In April 2002, Yemen reported to the UN that it had finished destroying its stockpile of four types of antipersonnel mines as required by the treaty. Yet, other types of antipersonnel mines not reported stockpiled by Yemen have since appeared in the country.

From March to August 2016, the Taizz National Association for Demining had cleared 25 PPM-2 mines, Colonel Humaid said, including three from the al-Zounog neighborhood in August. The PPM-2 mines were manufactured in the former East Germany.

Yemen did not report stockpiling the PPM-2 mine, which suggests either that the 2002 declaration to the UN secretary-general on the completion of landmine stockpile destruction was incorrect, or that these mines were acquired from another source after 2002. In its September 2016 letter, the Foreign Affairs Ministry alleged that individuals had smuggled weapons, including landmines, into Yemen in recent years, noting that the government had not been able to control its land or sea borders due to instability and fighting. The ministry did not provide any evidence for this claim.
A TM-57 antivehicle mine cleared by demining team in Taizz, Yemen in March 2016. © 2016 Taher Humaid


It is unlikely that any of the PPM-2 antipersonnel mines found in Yemen were manufactured recently. The PPM-2 antipersonnel mines found by deminers in Taizz were marked with a 1981 production date.

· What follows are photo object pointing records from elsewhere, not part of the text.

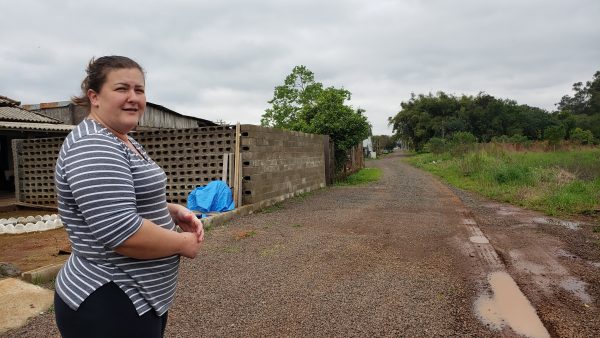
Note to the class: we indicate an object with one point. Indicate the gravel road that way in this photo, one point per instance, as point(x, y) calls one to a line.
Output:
point(385, 259)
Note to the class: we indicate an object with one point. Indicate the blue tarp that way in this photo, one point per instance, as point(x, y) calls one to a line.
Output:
point(215, 196)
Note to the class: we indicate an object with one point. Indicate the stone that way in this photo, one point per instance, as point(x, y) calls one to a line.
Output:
point(9, 270)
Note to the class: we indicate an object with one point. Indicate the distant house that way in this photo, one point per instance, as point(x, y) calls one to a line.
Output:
point(155, 117)
point(19, 123)
point(368, 148)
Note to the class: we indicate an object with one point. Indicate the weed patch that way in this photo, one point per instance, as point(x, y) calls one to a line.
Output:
point(559, 183)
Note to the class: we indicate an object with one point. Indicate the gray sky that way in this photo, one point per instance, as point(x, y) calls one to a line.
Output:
point(220, 60)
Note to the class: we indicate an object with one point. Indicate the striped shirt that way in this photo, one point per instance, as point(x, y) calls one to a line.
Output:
point(104, 192)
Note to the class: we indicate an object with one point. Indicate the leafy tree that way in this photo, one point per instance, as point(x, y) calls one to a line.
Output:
point(302, 104)
point(298, 91)
point(582, 110)
point(581, 136)
point(554, 134)
point(383, 142)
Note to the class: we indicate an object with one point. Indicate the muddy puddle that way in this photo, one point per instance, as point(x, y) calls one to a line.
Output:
point(508, 306)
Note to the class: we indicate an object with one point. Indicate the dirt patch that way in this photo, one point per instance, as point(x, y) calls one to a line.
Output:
point(33, 300)
point(555, 262)
point(33, 250)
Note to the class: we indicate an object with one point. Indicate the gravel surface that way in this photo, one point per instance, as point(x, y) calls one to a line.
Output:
point(383, 259)
point(555, 262)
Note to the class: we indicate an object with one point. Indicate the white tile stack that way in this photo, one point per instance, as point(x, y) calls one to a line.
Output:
point(29, 224)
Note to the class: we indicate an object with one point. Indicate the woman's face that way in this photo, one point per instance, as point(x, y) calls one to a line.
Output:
point(121, 101)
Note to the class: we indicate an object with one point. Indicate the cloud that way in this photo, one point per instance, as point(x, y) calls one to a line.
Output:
point(221, 60)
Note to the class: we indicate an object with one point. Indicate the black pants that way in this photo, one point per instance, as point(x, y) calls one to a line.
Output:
point(107, 312)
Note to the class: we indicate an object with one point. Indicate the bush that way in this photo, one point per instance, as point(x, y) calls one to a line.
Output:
point(580, 136)
point(511, 174)
point(436, 145)
point(462, 142)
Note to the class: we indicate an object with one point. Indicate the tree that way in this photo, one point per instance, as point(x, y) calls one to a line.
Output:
point(554, 134)
point(582, 109)
point(298, 92)
point(302, 104)
point(580, 136)
point(383, 142)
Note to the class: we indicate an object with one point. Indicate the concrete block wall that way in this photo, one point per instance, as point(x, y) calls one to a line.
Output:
point(275, 163)
point(34, 161)
point(189, 157)
point(278, 163)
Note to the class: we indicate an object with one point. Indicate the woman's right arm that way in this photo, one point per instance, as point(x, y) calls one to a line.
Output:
point(151, 241)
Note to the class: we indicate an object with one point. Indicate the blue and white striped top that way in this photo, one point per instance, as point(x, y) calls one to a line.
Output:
point(104, 191)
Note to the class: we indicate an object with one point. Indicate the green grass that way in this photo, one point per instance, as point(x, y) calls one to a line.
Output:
point(364, 176)
point(558, 183)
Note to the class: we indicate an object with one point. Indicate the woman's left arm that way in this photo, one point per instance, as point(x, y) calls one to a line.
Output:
point(186, 220)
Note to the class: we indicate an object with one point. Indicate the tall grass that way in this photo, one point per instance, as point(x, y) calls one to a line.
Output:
point(558, 183)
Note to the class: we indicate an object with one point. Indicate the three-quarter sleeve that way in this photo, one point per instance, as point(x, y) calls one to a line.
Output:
point(98, 172)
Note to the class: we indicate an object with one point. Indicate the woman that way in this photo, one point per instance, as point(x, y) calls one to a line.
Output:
point(120, 278)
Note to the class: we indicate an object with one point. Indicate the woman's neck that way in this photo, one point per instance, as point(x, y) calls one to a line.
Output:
point(122, 136)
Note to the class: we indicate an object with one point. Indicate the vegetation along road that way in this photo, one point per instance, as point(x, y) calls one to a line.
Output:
point(403, 256)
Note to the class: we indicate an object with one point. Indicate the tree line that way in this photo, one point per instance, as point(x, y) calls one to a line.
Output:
point(487, 118)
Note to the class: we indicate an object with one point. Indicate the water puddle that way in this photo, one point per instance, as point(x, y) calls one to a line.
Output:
point(479, 239)
point(508, 306)
point(577, 287)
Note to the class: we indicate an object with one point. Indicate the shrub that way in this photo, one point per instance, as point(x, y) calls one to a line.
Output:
point(462, 142)
point(512, 174)
point(436, 145)
point(580, 136)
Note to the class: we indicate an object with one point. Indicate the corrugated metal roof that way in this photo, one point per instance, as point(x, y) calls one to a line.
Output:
point(46, 105)
point(35, 126)
point(19, 114)
point(6, 101)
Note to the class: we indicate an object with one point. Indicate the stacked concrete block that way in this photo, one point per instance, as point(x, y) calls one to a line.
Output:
point(190, 157)
point(274, 163)
point(34, 170)
point(278, 163)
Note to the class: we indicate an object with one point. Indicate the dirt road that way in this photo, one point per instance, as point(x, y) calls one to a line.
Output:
point(394, 258)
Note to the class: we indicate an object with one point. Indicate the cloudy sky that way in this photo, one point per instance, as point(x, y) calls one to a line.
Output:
point(220, 60)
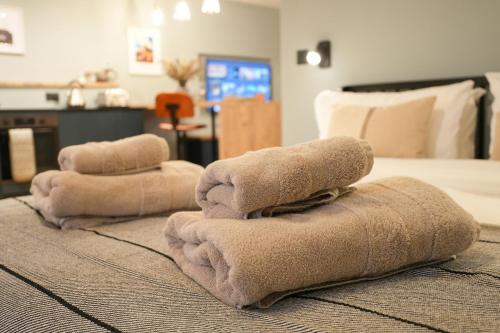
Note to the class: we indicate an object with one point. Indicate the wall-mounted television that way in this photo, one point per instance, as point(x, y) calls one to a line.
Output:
point(234, 76)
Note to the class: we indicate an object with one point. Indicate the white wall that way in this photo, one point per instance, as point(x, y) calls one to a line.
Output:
point(381, 41)
point(66, 37)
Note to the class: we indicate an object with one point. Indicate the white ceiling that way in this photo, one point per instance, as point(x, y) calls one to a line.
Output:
point(266, 3)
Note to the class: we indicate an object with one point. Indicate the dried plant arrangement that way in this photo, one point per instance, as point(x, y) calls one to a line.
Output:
point(181, 70)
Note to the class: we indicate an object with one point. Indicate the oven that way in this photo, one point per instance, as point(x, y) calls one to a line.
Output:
point(45, 134)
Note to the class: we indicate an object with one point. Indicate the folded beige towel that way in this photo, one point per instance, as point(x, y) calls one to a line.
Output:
point(22, 154)
point(380, 228)
point(130, 155)
point(243, 186)
point(69, 199)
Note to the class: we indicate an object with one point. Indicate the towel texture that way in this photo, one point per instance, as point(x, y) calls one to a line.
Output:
point(130, 155)
point(22, 154)
point(243, 186)
point(69, 199)
point(380, 228)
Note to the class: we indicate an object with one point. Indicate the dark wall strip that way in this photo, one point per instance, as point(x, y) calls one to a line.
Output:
point(372, 312)
point(129, 242)
point(59, 299)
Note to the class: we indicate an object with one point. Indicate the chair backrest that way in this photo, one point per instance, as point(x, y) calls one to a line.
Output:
point(179, 103)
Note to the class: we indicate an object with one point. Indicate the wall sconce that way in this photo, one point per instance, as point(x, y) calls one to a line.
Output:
point(320, 57)
point(210, 7)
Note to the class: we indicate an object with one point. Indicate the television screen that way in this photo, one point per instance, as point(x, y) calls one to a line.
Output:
point(236, 77)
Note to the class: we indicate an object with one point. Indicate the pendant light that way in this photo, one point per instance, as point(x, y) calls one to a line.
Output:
point(182, 11)
point(157, 15)
point(210, 7)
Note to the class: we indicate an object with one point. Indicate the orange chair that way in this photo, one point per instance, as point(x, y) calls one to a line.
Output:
point(175, 106)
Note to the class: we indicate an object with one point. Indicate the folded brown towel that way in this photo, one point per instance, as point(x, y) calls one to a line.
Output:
point(130, 155)
point(244, 186)
point(380, 228)
point(69, 199)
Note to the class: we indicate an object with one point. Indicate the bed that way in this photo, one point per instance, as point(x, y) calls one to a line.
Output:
point(473, 183)
point(119, 278)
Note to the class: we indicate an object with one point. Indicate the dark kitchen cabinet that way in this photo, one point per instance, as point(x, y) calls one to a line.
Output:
point(80, 126)
point(56, 129)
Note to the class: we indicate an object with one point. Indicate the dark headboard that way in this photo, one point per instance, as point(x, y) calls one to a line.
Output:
point(479, 81)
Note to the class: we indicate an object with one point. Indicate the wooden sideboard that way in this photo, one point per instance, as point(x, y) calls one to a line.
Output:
point(248, 124)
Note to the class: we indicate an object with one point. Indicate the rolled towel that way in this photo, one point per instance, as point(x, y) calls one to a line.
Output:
point(380, 229)
point(258, 181)
point(130, 155)
point(69, 199)
point(22, 154)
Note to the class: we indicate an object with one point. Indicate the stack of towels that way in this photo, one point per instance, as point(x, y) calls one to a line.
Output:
point(282, 220)
point(107, 182)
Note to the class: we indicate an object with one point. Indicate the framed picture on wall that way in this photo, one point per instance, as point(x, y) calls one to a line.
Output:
point(12, 30)
point(144, 51)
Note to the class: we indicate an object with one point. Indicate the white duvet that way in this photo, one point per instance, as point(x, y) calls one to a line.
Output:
point(474, 184)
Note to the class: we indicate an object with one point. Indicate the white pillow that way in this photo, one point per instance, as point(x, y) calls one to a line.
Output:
point(445, 120)
point(468, 122)
point(494, 80)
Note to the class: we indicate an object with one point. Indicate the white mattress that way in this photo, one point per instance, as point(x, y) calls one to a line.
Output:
point(474, 184)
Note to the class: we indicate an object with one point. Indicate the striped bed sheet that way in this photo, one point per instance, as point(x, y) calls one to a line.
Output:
point(118, 278)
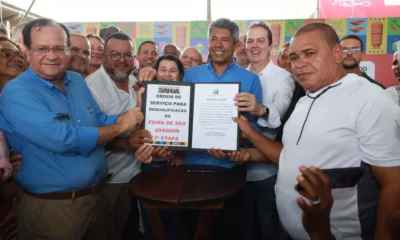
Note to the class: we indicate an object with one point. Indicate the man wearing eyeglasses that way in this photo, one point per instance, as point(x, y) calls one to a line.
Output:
point(353, 49)
point(49, 116)
point(112, 87)
point(79, 56)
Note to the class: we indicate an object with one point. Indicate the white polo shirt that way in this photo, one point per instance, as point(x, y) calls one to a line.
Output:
point(277, 88)
point(113, 100)
point(394, 93)
point(352, 124)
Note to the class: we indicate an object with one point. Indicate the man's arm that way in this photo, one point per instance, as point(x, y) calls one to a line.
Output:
point(102, 118)
point(279, 105)
point(28, 116)
point(269, 148)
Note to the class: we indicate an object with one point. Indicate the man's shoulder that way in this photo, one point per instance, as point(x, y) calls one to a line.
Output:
point(94, 76)
point(20, 82)
point(276, 70)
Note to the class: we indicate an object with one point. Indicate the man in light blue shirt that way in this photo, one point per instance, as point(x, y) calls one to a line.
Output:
point(223, 38)
point(50, 117)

Houthi and allied forces also appear to have used antivehicle mines, including TM-62 and TM-57 mines manufactured in the former Soviet Union, and UKA-63 antivehicle mines manufactured in Hungary. Humaid, the local demining official, said that clearance teams cleared and destroyed 66 TM-57 mines in Taizz between March and August 2016, including six from al-Dubab road in August.